Sponsored by the old Carolina Theatre, the Carolina Cup honored a top senior at Hendersonville High School. It was presented during the school's annual Move Up ceremony on graduation day.
"I remember I got four awards," said Staton, a retired attorney who has served as mayor of Flat Rock since 2007. "I got the Carolina Cup, which I certainly didn't expect. I was the Citizen of the Year, I got the Drama Award for my part in the senior play, and then I had a scholarship to Carolina." (He won the drama award in 1954 for his role in the senior play, called "The Little Dog Laughed.")
The cup honors a student for "excellence in character, citizenship and culture" —
"and my mother got a hoot out of culture," he said.
"I remember when I got it, my mother was of course very proud and she kept it on her mantle while I was in college and law school, and at some point after I was married and had moved into a house in northern Virginia it went with me and was stored in the basement," he said. "I never displayed it, and the last time I saw it, it was tarnished, almost black."
Fast forward to 2013.
A man walks into a bar. The bar has changed.
An architect in Washington, Bruce Trulio, frequents a restaurant and bar in Annapolis that had changed owners and gotten a makeover. Gone were the old signs and artifacts, like one might see at Binions Roadhouse or Cracker Barrel.
"When new owners came in they changed the décor, they did a little remodeling and his favorite bartender in that restaurant told him about the things on the mantle that had been thrown out and one of them was this trophy," Staton said. "And he asked the bartender if he could retrieve it, and he went out in the dumpster and found it and gave it to him, and he said, 'this looks like something that should be meaningful to somebody,' and that's when he started the effort to find me."
Thanks to Google and the fact that he could read the name — Robert Vincent Staton — Trulio got a hit right away.
"I found you on the Village of Flat Rock website so just as a shot in the dark in my effort to contact somebody I got the right person," the architect told the mayor.
Staton says he has no idea how the Carolina Cup found a home in an Annapolis, denies at any time going on a bender and showing his trophy around town.
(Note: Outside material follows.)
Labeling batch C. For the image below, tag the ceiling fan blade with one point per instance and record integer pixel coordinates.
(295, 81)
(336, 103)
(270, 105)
He thinks it could have been left behind in a move.
"I hadn't seen it in years," he said.
He's glad to have it back. His wife, Jo, wants to clean it up and display it.
Staton spoke with Tom Orr, the 1957 winner of the Carolina Cup and later an HHS teacher for 30 years, who provided more history of the cup. When the Carolina Theatre closed, the school feared the honor would dissolve. Tom Shepherd came to the rescue, suggesting that it continue in honor of his aunt, Cecil Shepherd Kessler, a longtime HHS librarian. It became the Cecil S. Kessler Cup in 1988, and continues today. The 2013 winner was Desean Jackson, who is headed to Limestone College on a partial football scholarship.